H. Ammar and D. Mocanu, “Automatically Mapped Transfer Between Reinforcement Learning Tasks via Three-Way Restricted Boltzmann Machines,” Mach. Learn. …, 2013.
Existing reinforcement learning approaches are often hampered by learning tabula rasa. Transfer for reinforcement learning tackles this problem by enabling the reuse of previously learned results, but may require an inter-task mapping to encode how the previously learned task and the new task are related. This paper presents an autonomous framework for learning inter-task mappings based on an adaptation of restricted Boltzmann machines. Both a full model and a computationally efficient factored model are introduced and shown to be effective in multiple transfer learning scenarios.
Quotes & Notes
Re:Random or not
Unfortunately, learning in this model cannot be done with normal CD. The main reason is that if CD divergence was used as is, FTrRBM will learn to correlate random samples from the source task to random samples in the target. To tackle this problem, as well as ensure computational efficiency, a modified version of CD is proposed. In Parallel Contrastive Divergence (PCD), the data sets are first split into batches of samples. Parallel Markov chains run to a certain number of steps on each batch. At each step of the chain, the values of the derivatives are calculated and averaged to perform a learning step. This runs for a certain number of epochs. At the second iteration the same procedure is followed but with randomized samples in each of the batches. Please note that randomizing the batches is important to avoid fallacious matchings between source and target triplets.

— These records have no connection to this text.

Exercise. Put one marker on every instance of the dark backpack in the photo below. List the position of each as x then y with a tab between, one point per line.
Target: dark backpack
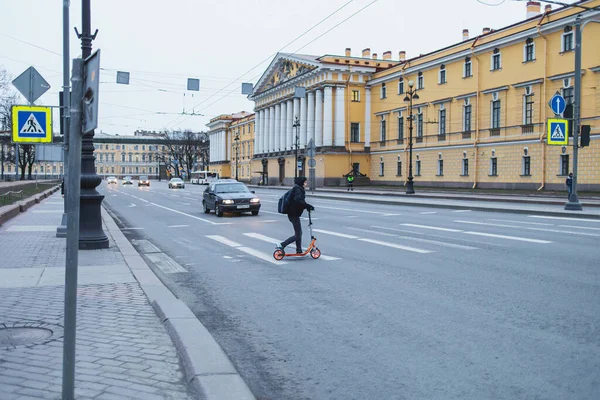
283	207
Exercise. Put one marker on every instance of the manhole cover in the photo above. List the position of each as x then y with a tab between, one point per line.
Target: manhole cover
28	334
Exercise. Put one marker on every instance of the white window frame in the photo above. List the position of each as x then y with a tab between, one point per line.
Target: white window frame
562	41
499	55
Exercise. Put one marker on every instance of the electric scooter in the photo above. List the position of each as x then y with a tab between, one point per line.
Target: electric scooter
312	248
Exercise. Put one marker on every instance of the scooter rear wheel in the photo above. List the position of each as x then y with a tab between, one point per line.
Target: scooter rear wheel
315	253
278	254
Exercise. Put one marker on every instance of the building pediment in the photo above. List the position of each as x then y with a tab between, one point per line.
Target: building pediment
284	68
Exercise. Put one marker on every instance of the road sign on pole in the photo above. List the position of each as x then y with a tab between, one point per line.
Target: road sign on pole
558	132
32	124
31	84
558	104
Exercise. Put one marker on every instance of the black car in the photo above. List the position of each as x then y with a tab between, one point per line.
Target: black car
229	196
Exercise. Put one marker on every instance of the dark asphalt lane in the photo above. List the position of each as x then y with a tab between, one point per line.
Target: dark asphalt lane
411	303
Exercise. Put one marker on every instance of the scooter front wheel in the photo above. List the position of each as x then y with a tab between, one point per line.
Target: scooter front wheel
315	253
278	254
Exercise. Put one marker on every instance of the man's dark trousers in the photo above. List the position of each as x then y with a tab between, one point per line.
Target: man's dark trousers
297	237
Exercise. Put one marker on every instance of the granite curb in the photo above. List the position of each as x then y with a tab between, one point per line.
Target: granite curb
11	211
208	370
421	202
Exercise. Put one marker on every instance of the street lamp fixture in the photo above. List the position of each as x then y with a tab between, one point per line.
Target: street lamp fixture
411	95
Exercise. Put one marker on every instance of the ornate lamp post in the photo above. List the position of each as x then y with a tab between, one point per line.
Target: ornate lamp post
410	95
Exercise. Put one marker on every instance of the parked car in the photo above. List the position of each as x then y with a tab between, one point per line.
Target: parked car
176	183
144	180
229	196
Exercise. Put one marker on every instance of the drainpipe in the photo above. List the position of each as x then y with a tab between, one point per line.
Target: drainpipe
544	110
476	112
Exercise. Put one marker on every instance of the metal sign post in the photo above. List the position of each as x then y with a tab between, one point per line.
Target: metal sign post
72	260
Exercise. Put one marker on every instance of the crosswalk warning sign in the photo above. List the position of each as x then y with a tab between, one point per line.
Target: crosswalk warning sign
558	132
32	124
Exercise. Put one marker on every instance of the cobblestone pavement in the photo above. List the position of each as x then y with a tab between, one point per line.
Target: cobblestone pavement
123	352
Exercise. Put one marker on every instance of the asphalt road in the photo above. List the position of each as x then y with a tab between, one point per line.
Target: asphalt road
405	303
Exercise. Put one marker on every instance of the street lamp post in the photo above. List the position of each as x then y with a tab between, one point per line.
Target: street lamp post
297	142
410	95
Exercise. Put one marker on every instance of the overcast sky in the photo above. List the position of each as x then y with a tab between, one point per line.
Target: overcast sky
223	43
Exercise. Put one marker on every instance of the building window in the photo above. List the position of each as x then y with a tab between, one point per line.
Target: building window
401	86
442	75
496	60
564	164
526	169
467	110
496	114
529	51
400	127
567	40
355	132
493	166
528	109
467	68
442	122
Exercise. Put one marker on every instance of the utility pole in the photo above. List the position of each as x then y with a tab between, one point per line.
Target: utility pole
91	235
573	203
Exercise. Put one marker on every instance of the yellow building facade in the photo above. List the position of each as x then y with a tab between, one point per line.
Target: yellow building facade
480	119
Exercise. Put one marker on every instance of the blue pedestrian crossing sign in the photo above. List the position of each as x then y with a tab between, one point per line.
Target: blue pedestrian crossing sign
558	132
32	124
557	104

Re: End result is reconstruction
When FTrRBM learns, weights and biases are tuned to ensure a low reconstruction error between the original samples and the predicted ones from the model.
The source task is sampled greedily according to a (near-)optimal source task policy to acquire optimal state transitions.
The triplets are passed through the visible source layer of FTrRBM and are used to reconstruct initial target task samples at the visible target layer, effectively transferring samples from one task to another.